Michael Efevberha

Free Agent
- Position: Shooting guard

Personal information
- Born: August 22, 1984 (age 41) Pomona, California, U.S.
- Listed height: 198 cm (6 ft 6 in)
- Listed weight: 88 kg (194 lb)

Career information
- High school: Ganesha (Pomona, California)
- College: UC Irvine (2002–2004) Cal State Northridge (2005–2006)
- NBA draft: 2006: undrafted
- Playing career: 2006–present

Career history
- 2006: Idaho Stampede
- 2007: Santa Barbara Breakers
- 2007–2008: Iowa Energy
- 2008: Anaheim Arsenal
- 2009: Wellington Saints
- 2009–2011: Lugano Tigers
- 2011–2012: Iowa Energy
- 2012: Cocolos de San Pedro de Macorís
- 2012: Spartak Primorye
- 2013: ČEZ Nymburk
- 2013–2015: Sichuan Blue Whales
- 2015–2016: Club Sagesse
- 2016: Jiangsu Hualan
- 2016–2017: Changwon LG Sakers
- 2017: Club Sagesse
- 2017: BBC Monthey
- 2017: Chongqing Sanhai Lanling
- 2017: Anyang KGC
- 2017: Bnei Herzliya
- 2018: Beirut Club
- 2018–2019: Homenetmen Beirut
- 2019: JA Vichy-Clermont Métropole
- 2022–2023: Taoyuan Leopards
- 2023–2024: Hsinchu Toplus Lioneers
- 2025: New Taipei Kings

Career highlights
- P. League+ points leader (2024); T1 League points leader (2023); T1 League All-Star (2023); Czech League champion (2013); Czech Cup winner (2013); 2× Swiss League champion (2010, 2011); Swiss Cup winner (2011); LBL All Star (With Sagesse Club); New Zealand NBL Most Outstanding Guard (2009); New Zealand NBL Scoring Champion (2009); New Zealand NBL All-Star Five (2009) ..;

= Michael Efevberha =

Nigerian-American professional basketball player

Michael James Efevberha (born August 22, 1984) is a Nigerian-American professional basketball player who last played for the New Taipei Kings of the Basketball Champions League Asia (BCL Asia). He played college basketball for the University of California, Irvine and California State University, Northridge. He has also represented the Nigeria national basketball team, serving as team captain in 2009 at the 2009 FIBA Africa Championship where he averaged 17.4 points, 4.1 rebounds and 2.0 assists per game.

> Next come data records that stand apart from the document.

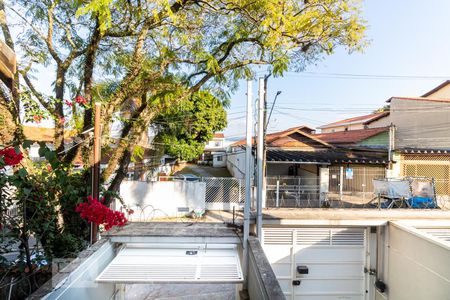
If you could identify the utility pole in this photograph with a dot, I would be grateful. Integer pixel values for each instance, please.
(260, 153)
(248, 175)
(96, 165)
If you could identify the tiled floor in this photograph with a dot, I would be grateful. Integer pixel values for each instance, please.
(180, 292)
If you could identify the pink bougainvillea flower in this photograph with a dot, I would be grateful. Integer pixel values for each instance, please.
(10, 156)
(80, 100)
(96, 212)
(37, 118)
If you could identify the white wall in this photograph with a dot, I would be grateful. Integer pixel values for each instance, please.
(418, 267)
(219, 159)
(162, 198)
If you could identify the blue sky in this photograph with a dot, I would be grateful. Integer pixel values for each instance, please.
(407, 38)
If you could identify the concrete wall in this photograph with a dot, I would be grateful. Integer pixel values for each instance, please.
(262, 283)
(236, 163)
(421, 124)
(77, 280)
(162, 198)
(379, 140)
(418, 267)
(219, 159)
(443, 92)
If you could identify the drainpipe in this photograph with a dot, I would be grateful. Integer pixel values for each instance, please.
(248, 177)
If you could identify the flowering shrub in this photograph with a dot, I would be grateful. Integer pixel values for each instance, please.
(96, 212)
(80, 100)
(10, 156)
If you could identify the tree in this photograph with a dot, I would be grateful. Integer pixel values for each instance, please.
(161, 52)
(184, 129)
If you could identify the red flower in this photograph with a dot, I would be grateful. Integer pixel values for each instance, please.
(80, 100)
(37, 119)
(10, 156)
(95, 212)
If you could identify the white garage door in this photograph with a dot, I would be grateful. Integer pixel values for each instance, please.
(333, 258)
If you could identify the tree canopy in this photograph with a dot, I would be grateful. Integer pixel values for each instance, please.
(159, 55)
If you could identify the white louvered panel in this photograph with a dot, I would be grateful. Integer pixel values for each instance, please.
(347, 237)
(140, 264)
(313, 236)
(277, 236)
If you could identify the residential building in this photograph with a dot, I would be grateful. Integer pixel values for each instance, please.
(374, 120)
(215, 153)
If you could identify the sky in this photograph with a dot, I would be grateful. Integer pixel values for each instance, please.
(407, 38)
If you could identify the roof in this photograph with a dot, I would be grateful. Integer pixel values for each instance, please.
(271, 137)
(366, 119)
(219, 135)
(443, 100)
(326, 157)
(43, 134)
(442, 85)
(351, 136)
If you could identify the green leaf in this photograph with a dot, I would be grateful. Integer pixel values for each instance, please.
(27, 144)
(22, 172)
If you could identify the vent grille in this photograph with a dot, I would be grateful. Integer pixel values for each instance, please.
(440, 233)
(277, 236)
(161, 265)
(348, 237)
(315, 236)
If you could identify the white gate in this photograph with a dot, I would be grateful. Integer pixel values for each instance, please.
(318, 263)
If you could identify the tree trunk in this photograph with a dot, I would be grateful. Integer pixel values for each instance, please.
(59, 112)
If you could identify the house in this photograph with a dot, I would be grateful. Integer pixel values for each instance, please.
(377, 137)
(422, 136)
(374, 120)
(305, 167)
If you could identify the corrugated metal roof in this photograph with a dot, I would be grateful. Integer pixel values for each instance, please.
(326, 157)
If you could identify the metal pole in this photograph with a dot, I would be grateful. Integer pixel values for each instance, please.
(278, 193)
(248, 175)
(96, 165)
(341, 182)
(259, 158)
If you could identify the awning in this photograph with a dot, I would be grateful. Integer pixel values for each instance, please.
(326, 157)
(150, 263)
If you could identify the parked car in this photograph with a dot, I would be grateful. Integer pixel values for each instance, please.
(186, 177)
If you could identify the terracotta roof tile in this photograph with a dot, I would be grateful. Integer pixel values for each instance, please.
(443, 100)
(434, 90)
(366, 119)
(276, 135)
(351, 136)
(219, 135)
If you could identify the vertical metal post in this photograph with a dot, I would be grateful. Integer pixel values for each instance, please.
(96, 165)
(278, 193)
(248, 176)
(259, 158)
(341, 182)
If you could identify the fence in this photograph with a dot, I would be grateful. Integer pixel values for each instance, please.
(353, 184)
(283, 191)
(357, 192)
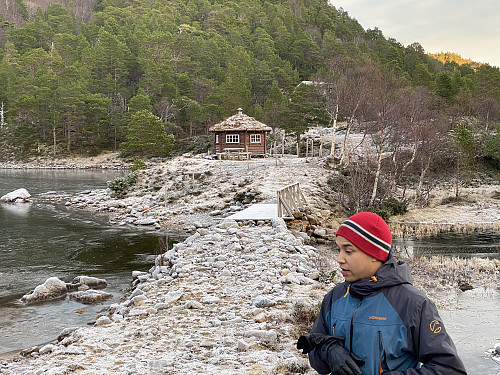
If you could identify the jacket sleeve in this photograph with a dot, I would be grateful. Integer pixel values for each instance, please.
(434, 347)
(320, 326)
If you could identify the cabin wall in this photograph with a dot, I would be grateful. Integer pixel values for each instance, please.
(256, 148)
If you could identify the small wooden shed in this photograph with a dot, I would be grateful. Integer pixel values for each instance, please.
(240, 134)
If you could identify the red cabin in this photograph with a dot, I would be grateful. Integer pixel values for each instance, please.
(240, 135)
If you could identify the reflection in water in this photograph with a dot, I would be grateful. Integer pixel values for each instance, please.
(20, 209)
(486, 244)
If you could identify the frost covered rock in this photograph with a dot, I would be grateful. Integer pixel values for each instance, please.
(16, 196)
(52, 288)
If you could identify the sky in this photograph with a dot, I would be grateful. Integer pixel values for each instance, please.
(469, 28)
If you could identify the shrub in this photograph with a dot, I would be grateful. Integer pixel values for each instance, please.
(121, 185)
(138, 164)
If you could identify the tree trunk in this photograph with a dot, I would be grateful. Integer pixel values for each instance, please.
(335, 117)
(2, 116)
(297, 135)
(54, 138)
(423, 172)
(379, 165)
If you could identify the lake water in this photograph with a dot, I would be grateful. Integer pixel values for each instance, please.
(40, 240)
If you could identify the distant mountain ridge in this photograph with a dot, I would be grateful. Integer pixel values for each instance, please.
(20, 11)
(449, 57)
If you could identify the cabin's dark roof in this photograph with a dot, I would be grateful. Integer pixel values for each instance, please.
(240, 122)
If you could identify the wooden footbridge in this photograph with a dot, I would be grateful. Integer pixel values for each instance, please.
(290, 200)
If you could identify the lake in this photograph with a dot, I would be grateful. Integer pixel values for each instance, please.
(42, 240)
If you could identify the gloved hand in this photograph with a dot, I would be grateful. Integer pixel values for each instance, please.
(340, 360)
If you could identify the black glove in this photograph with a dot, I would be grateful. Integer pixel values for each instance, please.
(332, 350)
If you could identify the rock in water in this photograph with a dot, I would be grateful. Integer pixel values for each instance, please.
(16, 196)
(90, 296)
(52, 288)
(91, 282)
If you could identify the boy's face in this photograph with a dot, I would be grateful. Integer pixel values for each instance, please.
(354, 263)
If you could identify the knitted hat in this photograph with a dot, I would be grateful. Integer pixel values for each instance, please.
(368, 232)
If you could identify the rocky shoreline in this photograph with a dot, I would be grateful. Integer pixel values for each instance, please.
(233, 297)
(229, 299)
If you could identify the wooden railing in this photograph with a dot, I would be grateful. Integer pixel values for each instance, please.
(290, 200)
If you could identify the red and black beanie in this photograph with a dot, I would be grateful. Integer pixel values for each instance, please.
(368, 232)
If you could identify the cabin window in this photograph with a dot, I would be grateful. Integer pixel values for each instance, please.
(232, 138)
(254, 138)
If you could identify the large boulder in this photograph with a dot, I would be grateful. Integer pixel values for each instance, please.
(52, 288)
(16, 196)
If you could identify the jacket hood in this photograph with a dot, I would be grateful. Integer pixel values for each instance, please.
(391, 273)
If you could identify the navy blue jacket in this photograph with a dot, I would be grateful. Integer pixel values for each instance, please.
(389, 323)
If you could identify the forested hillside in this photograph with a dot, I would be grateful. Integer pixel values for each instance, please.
(170, 69)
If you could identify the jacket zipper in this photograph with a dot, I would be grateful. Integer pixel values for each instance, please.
(351, 331)
(382, 357)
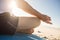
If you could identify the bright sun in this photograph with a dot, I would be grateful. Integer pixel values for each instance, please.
(17, 11)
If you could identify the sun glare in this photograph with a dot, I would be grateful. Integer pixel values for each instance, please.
(17, 11)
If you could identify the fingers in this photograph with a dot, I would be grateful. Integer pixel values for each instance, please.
(48, 22)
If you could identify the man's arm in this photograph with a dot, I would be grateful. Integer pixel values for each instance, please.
(27, 8)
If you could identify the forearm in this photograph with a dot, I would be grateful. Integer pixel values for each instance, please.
(27, 8)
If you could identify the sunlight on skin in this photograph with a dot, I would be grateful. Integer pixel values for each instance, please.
(17, 11)
(44, 28)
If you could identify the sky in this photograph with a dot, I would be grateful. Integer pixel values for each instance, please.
(48, 7)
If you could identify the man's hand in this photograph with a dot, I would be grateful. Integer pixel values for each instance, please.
(46, 19)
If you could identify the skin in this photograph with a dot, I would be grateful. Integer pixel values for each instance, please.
(27, 8)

In 2009, Efevberha was named New Zealand NBL Most Outstanding Guard and earned the league's scoring title with 27.8 points per game. He scored over 30 points in a game eight times and reached over the 40-point mark on two occasions. He led the Wellington Saints to the semi-finals, where they were defeated by the Nelson Giants.

On November 18, 2017, Efevberha signed with the Israeli team Bnei Herzliya for the 2017–18 season. However, on December 27, 2017, Efevberha parted ways with Herzliya after appearing in 4 games. On February 12, 2018, Efevberha signed with the Lebanese team Beirut Club
, and after losing at the semis versus Riyadi Beirut, Mike signed with Homenetmen Beirut for the 2018–2019 season, Mike signed with sagesse club for the 2019–2020.

On November 21, 2019, he has signed with JA Vichy-Clermont Métropole of the French Pro B.

On November 25, 2022, Efevberha has signed with Taoyuan Leopards of the T1 League. He was the league's points leader for the 2022–23 season.

On August 22, 2024, Efevberha re-signed with the Hsinchu Toplus Lioneers of the Taiwan Professional Basketball League (TPBL). On October 8, the Hsinchu Toplus Lioneers terminated the contract relationship with Efevberha.

On February 7, 2025, Efevberha signed a BCL Asia player contract with the New Taipei Kings of the Basketball Champions League Asia (BCL Asia). On June 10, New Taipei Kings announced that Efevberha left the team.